3.1 Smart Shopping Assistant

A research project in the retail context was directed by a technological and societal challenge. Whereas the technological challenge pointed towards the importance of developing an accurate and scalable solution for the real-time tracking of customers’ shopping carts in retail markets, the societal challenge aimed at making the grocery shopping experience more efficient and enjoyable. Eventually, the research project resulted in a smart shopping cart with a touch screen built in the handle. The smart shopping cart guides the customers through the supermarket based on the position of the shopping cart in the supermarket and the customer’s shopping list, and serves as an inspiration tool with contextual promotions, which results in a more efficient and enjoyable shopping experience. The project followed a mixed-method approach, consisting of five research steps that constitute the three aforementioned innovation process stages. In the ideation stage, an online survey (1) was conducted to delineate four personas. These personas were substantial to the innovation process since the needs and frustrations of each persona are associated with experience determinants. Thereafter, observations (2) were made in a real supermarket following the mystery shopper approach [30]. The conceptual development stage constituted of three co-creation workshops with customers and retail employees (3) that built on the insights of the observations and the sensitizing personas. Throughout these co-creation workshops we proceeded from an idea longlist over a feature shortlist to a visual concept (Fig. 3). The last testing stage proceeded in two steps. First, the ‘smart’ shopping cart was evaluated by the end-user using the Wizard of Oz methodology (4) (in this type of testing the researcher (or “Wizard”) simulates the user-platform to make the participants believe they are interacting with a working prototype [15], and eye-tracking technology in a real supermarket (N = 18) (Fig. 4). After having improved the concept based on the findings of the Wizard of Oz implementation, the concept was implemented and experimentally evaluated in a mockup retail store (N = 59) (5). In this field experiment two use cases of the smart shopping cart were evaluated; the display-service of, on the one hand, the location of the users and the products on their shopping list and, on the other hand, the contextual promos (Fig. 5).

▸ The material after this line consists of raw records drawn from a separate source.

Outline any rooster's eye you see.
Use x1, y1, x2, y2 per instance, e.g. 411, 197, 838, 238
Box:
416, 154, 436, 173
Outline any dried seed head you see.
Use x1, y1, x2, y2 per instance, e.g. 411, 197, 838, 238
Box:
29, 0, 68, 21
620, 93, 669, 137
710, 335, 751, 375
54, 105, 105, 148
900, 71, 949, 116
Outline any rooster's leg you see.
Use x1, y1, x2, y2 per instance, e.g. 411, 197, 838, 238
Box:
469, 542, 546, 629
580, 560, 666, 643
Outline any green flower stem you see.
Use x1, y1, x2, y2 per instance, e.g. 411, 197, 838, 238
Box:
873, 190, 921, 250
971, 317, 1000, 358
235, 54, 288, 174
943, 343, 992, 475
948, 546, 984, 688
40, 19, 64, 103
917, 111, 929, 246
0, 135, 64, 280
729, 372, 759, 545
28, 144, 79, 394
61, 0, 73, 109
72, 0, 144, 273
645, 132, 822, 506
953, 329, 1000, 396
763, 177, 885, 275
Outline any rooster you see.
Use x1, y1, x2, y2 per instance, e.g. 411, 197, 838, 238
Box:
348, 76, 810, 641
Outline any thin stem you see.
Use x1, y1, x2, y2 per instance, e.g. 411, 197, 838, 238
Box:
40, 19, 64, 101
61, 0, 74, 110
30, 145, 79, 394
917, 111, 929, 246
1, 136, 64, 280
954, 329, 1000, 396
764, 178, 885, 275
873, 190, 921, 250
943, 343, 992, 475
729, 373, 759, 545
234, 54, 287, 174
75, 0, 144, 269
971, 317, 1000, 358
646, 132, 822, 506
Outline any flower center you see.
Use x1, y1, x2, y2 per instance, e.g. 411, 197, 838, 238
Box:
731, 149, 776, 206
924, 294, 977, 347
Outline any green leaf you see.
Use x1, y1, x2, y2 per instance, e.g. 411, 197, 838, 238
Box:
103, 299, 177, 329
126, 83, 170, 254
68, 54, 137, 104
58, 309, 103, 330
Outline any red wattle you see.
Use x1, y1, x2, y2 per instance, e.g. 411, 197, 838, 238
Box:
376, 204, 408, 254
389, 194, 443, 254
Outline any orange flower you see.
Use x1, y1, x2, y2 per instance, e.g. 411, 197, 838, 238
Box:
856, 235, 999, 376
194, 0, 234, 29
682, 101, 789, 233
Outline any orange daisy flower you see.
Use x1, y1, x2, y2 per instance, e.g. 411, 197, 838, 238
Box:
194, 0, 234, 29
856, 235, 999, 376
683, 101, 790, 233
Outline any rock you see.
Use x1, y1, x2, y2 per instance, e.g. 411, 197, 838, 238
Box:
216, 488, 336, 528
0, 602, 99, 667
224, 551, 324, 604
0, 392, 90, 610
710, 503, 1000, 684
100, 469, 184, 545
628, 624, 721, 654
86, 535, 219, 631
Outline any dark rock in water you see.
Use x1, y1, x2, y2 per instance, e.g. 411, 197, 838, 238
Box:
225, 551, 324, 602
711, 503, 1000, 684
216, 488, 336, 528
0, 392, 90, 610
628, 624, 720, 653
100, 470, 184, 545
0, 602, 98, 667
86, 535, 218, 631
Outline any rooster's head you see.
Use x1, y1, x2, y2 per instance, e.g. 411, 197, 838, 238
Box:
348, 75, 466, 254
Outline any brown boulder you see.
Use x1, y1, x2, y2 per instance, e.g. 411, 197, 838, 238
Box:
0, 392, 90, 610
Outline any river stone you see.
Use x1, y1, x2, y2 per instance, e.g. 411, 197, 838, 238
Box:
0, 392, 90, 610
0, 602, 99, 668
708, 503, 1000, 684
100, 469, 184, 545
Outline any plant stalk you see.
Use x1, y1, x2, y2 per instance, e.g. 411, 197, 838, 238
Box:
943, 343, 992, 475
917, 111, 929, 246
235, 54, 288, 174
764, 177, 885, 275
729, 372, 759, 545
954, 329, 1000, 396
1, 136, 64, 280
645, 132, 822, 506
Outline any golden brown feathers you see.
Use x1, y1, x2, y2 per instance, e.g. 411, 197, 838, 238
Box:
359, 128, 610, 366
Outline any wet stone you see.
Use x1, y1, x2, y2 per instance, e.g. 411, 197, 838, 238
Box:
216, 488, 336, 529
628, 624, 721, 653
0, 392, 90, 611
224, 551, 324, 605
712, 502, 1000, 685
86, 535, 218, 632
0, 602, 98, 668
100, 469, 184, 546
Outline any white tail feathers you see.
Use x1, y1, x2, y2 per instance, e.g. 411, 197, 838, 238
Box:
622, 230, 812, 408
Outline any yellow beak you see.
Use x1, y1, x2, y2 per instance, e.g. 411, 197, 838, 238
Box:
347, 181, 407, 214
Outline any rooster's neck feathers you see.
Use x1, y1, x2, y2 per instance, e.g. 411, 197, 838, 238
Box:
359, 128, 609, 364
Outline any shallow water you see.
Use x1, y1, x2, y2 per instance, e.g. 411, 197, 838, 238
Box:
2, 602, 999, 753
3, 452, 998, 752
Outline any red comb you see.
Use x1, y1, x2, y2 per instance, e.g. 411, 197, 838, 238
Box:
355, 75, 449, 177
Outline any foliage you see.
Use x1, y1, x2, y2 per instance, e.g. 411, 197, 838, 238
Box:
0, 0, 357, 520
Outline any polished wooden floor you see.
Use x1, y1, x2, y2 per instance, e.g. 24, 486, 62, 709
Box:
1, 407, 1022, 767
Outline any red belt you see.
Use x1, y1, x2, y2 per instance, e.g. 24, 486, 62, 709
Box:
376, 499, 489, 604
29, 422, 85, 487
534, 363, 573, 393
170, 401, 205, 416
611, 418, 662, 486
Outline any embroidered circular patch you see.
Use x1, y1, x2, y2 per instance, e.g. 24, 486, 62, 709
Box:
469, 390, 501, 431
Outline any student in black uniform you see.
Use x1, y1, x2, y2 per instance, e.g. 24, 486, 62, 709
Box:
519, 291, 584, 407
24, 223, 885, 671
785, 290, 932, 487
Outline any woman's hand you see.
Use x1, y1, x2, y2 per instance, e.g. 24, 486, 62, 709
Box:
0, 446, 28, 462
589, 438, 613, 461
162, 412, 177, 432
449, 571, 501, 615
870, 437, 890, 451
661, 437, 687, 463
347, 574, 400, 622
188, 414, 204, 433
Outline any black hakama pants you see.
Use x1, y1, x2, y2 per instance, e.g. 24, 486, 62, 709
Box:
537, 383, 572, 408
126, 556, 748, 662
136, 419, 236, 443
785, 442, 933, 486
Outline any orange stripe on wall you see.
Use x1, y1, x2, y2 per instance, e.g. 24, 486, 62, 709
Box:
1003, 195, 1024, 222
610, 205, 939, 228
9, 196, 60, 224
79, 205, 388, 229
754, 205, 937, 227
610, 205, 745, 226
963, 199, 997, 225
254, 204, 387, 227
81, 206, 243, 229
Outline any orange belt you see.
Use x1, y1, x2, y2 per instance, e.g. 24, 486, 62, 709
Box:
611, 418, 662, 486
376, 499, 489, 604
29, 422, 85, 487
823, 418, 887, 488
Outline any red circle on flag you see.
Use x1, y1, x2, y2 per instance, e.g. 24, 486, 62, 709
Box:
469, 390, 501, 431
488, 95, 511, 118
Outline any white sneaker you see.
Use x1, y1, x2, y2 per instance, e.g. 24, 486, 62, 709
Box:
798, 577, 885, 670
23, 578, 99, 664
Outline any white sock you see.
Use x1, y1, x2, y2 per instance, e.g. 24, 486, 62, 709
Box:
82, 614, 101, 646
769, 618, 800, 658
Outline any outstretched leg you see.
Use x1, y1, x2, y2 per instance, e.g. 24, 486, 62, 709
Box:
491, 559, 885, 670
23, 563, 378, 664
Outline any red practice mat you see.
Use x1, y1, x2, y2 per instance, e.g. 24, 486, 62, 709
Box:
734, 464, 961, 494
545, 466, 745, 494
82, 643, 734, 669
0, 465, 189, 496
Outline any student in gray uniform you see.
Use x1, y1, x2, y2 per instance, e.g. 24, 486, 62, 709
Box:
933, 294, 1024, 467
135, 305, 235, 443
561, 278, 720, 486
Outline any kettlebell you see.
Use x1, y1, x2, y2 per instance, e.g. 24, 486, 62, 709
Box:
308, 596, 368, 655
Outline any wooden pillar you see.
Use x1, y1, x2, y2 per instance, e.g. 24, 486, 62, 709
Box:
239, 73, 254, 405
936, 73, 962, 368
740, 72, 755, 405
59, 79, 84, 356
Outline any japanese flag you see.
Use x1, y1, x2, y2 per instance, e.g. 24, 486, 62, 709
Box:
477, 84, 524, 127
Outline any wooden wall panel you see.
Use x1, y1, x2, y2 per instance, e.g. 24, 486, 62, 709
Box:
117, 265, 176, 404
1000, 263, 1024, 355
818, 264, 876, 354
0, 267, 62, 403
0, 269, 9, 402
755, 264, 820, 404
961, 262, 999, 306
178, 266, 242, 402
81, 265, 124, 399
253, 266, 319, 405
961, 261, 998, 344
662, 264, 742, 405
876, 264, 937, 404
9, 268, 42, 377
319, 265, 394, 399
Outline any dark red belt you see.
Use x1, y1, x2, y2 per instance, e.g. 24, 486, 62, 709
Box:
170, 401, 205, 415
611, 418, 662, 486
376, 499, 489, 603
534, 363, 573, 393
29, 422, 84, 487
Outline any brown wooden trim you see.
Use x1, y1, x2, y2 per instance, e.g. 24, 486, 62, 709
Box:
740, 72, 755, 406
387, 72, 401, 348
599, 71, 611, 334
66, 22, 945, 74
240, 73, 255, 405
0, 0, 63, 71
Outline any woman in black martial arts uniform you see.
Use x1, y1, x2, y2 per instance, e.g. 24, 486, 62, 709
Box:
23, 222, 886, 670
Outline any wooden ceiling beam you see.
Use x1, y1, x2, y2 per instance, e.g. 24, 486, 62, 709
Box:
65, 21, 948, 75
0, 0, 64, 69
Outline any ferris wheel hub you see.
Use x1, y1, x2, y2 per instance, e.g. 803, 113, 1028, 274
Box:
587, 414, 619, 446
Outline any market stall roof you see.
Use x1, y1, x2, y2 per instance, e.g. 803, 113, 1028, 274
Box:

Due, but also thanks to the followed mixed-method approach, not all interaction levels emerged in all five research steps. However, as the project proceeded, it became clear that particular interaction levels were more important than others. In general, four relevant interaction levels guided the outcome of the project, but also the constitution of the Human-Computer-Context Interaction Framework. The most remarkable interaction level turned out to be the user-user interaction. Firstly, the observations (2) showed that the social context of grocery shopping could not be ignored. For example a baby or partner often joined the grocery shopping trip. However, none of the co-creation participants (2) mentioned the importance of being accompanied by their significant others, nor the possibility of meeting people in the supermarket due to recall bias. Secondly, in the lab testing step (5) a minority of participants brought a family member with them to co-experience the experiment, although people were personally invited to participate individually in the lab test. The researchers opted for a quasi-experimental design, because they wanted to control as many confounding factors as possible. As a result everyone had to experience the shopping journey individually, without the co-presence of others who could impact their decision-making. Retrospectively, after having established the HCCI framework, the researchers and the designers would have attached more importance to the user-user interaction throughout the entire project. Taking the user research stance, it would have been more beneficial that co-creation participants reflected on the impact of the user-user interaction on the design, also alternative research question should have been addressed in the lab test. However, thanks to the triangulation of multiple methods the user-to-user interaction appeared multiple times. This definitely impacted future versions of the smart shopping cart, e.g., screen won’t be integrated in the child seat of the shopping cart and exploration of other interaction types besides touch, such as sound, vibration, … or more bold and explicit user interface, as people accompanied by others tend to look less to the shopping cart screen.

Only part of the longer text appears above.